How to represent sets

Terry Reedy tjreedy at udel.edu
Sat Sep 14 11:50:21 EDT 2002


"Anton Vredegoor" <anton at vredegoor.doge.nl> wrote in message
news:alvd8p$1sq$1 at news.hccnet.nl...
> In the past there have been some discussions on various platforms
about
> whether sets should be implemented using long integers (possibly
leading to
> longs becoming iterable arrays of booleans), or by using
dictionaries.

Framing this an an either/or question is simply wrong.  The 'best'
implementation of the abstract concept 'set' depends on the
application, the number of possible members, the density of actual
sets, and the operations needed.  Sets with up to 32 possible members
are well implemented by C longs (Python ints).  Somewhat dense sets of
ints in a much larger range can be longer bit maps.  A set of integers
in the range +- 10**20 has to be done with dicts.  Ditto with sets of
strings up to length, say, 32.

Similar false questions for other abstract data types: what is the
best way to implement numbers, sequences, or matrixes.  For matrixes,
linear arrays (with address calculation), arrays of arrays, and dicts
mapping pair->value all have their appropriate uses.

>  The matter seems to be mostly settled and there is a sets.py script
in the CVS
> directory at sourceforge which uses dictionaries.

Guido has agreed to support an experimental general solution as part
of the standard library, perhaps to eventually become a builtin module
or type.  This in no way precludes other implementations.  That is
part of way user classes with magic methods is for.

Choosing to support a general purpose set-of-anything-hashable rather
than a more limited set-of-integers-in-a-reasonable-range is in line
with Guido's other design decisions.

> I would like to reopen this discussion.

I don't remember any pronouncement from Guido or anyone else closing
it, except perhaps with regard to what he will personally support.

> Starting this discussion again when the CVS script is already very
mature
> seems a bit inappropriate, but I believe there is a way to make sets
faster.

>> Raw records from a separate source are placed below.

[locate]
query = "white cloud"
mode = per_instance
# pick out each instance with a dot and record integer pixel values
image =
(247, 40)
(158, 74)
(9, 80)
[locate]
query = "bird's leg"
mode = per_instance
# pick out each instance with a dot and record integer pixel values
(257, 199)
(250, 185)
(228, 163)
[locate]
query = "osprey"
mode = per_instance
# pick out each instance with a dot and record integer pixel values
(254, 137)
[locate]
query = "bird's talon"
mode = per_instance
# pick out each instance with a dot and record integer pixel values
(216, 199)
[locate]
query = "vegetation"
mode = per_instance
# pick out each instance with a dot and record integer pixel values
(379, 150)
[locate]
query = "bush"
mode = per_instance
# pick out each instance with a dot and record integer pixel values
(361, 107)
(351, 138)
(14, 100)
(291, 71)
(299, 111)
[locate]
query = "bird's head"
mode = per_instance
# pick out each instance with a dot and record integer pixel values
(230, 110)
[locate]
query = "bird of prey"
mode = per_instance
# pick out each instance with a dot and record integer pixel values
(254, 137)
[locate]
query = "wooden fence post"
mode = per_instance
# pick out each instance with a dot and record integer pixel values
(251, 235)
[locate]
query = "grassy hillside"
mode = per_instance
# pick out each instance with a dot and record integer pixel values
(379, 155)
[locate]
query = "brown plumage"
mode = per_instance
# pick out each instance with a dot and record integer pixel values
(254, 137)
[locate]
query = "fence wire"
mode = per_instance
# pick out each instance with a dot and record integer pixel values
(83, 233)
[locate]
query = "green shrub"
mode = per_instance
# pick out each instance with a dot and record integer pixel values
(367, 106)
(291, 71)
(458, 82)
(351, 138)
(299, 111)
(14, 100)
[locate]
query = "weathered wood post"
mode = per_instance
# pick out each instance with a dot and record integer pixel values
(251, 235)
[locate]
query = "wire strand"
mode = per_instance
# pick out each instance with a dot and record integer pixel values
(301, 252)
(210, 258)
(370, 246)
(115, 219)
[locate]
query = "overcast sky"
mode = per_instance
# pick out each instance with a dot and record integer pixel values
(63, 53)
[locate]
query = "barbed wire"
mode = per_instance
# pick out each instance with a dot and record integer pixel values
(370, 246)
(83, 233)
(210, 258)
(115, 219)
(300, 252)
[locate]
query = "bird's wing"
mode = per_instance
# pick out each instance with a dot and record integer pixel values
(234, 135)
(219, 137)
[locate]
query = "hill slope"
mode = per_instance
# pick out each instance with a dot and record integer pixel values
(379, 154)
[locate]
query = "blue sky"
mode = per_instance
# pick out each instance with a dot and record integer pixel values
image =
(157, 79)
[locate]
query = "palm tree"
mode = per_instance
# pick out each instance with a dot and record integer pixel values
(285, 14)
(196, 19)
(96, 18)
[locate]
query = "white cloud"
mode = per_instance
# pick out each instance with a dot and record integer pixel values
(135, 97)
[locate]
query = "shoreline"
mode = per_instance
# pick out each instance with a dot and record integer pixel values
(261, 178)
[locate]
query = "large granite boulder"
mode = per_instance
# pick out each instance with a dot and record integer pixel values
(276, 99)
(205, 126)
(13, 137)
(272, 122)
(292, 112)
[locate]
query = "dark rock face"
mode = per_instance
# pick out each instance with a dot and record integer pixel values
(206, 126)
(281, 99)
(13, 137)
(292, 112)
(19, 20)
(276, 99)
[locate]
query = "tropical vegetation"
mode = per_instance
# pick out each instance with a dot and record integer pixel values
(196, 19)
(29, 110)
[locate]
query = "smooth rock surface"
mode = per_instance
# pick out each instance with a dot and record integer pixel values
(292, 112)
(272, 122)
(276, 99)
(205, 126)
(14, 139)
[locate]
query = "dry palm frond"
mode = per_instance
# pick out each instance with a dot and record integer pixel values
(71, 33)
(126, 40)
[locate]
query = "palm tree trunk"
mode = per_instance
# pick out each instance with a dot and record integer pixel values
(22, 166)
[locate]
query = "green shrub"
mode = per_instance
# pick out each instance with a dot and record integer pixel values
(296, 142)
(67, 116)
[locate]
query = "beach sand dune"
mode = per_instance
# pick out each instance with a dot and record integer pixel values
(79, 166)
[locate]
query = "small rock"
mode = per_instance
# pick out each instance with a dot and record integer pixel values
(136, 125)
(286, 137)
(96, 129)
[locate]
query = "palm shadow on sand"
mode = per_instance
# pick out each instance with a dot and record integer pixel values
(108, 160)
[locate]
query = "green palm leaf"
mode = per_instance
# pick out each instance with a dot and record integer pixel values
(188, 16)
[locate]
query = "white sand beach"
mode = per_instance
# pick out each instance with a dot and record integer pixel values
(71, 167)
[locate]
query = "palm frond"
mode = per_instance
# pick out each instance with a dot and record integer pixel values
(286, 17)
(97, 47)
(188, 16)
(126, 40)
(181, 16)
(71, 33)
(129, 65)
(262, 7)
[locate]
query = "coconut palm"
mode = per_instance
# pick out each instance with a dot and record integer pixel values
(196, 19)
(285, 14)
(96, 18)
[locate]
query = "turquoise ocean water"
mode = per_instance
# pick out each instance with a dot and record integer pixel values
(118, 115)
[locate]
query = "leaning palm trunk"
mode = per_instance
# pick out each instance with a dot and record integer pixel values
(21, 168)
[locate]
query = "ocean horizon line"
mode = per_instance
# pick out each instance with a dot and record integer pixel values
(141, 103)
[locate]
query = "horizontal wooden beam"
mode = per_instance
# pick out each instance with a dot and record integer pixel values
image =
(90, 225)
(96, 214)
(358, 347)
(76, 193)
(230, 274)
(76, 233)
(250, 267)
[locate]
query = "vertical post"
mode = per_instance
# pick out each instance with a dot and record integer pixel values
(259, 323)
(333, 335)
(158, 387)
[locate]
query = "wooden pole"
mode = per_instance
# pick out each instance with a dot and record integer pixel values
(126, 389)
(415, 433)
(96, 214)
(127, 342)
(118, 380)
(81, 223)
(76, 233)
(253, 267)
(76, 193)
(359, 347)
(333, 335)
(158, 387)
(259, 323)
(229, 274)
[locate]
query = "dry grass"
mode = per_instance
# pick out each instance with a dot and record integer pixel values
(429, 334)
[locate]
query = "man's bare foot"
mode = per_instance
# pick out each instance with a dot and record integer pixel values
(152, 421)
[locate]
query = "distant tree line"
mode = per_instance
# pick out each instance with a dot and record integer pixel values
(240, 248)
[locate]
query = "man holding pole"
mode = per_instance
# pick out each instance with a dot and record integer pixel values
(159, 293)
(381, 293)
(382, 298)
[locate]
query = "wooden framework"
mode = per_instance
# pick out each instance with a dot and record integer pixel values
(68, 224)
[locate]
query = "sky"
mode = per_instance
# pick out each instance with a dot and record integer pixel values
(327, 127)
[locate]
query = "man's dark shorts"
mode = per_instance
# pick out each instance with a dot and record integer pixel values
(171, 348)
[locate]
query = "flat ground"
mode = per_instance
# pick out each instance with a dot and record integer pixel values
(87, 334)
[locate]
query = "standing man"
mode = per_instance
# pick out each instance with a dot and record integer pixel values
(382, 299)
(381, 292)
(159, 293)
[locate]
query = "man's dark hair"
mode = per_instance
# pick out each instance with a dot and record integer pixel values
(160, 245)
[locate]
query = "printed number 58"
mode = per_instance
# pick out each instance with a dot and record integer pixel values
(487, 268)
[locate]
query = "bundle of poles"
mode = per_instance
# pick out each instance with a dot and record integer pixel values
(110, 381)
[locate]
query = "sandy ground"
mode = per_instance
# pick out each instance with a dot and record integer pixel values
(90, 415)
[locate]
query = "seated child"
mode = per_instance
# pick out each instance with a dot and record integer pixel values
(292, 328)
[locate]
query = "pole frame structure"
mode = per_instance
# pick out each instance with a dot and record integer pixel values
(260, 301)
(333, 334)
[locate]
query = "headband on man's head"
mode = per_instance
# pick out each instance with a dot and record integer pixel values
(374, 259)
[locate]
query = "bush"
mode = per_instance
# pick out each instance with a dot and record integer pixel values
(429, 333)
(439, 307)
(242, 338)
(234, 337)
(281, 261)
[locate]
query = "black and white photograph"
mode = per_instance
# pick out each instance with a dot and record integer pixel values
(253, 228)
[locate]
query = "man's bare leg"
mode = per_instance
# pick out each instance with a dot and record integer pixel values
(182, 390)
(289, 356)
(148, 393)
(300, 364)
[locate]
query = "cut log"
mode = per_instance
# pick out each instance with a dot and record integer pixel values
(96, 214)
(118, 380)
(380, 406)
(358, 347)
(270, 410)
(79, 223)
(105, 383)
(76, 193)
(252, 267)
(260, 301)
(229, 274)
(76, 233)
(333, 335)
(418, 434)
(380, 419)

I
> only recently realized this so I could not act earlier.

Special-purpose implementations often have some advantage of the most
general implementation.  If not, they get forgotten about.
>
> To give some material for the discussion I am providing a beta
version of a
> possible implementation af a set class using long integers to
represent sets.
> It is basically the same script I presented a year ago but I have
made several
> improvements to this script so that it is now a bit faster, and I
hope the
> docstring is a bit better now. Please keep in mind this is just a
test script,
> for a safer and more complete implementation the script in CVS is
preferable.
>
> http://home.hccnet.nl/a.vredegoor/universe/universe.py
>
> or the html version:
>
> http://home.hccnet.nl/a.vredegoor/universe/universe.html

To be most useful as an alternative implementation, your
implementation should be (could be? is?) a plug-in replacement for
sets.py so one could gain its advantages by replacing 'import sets'
with 'import universe as sets' (or 'import longsets as sets').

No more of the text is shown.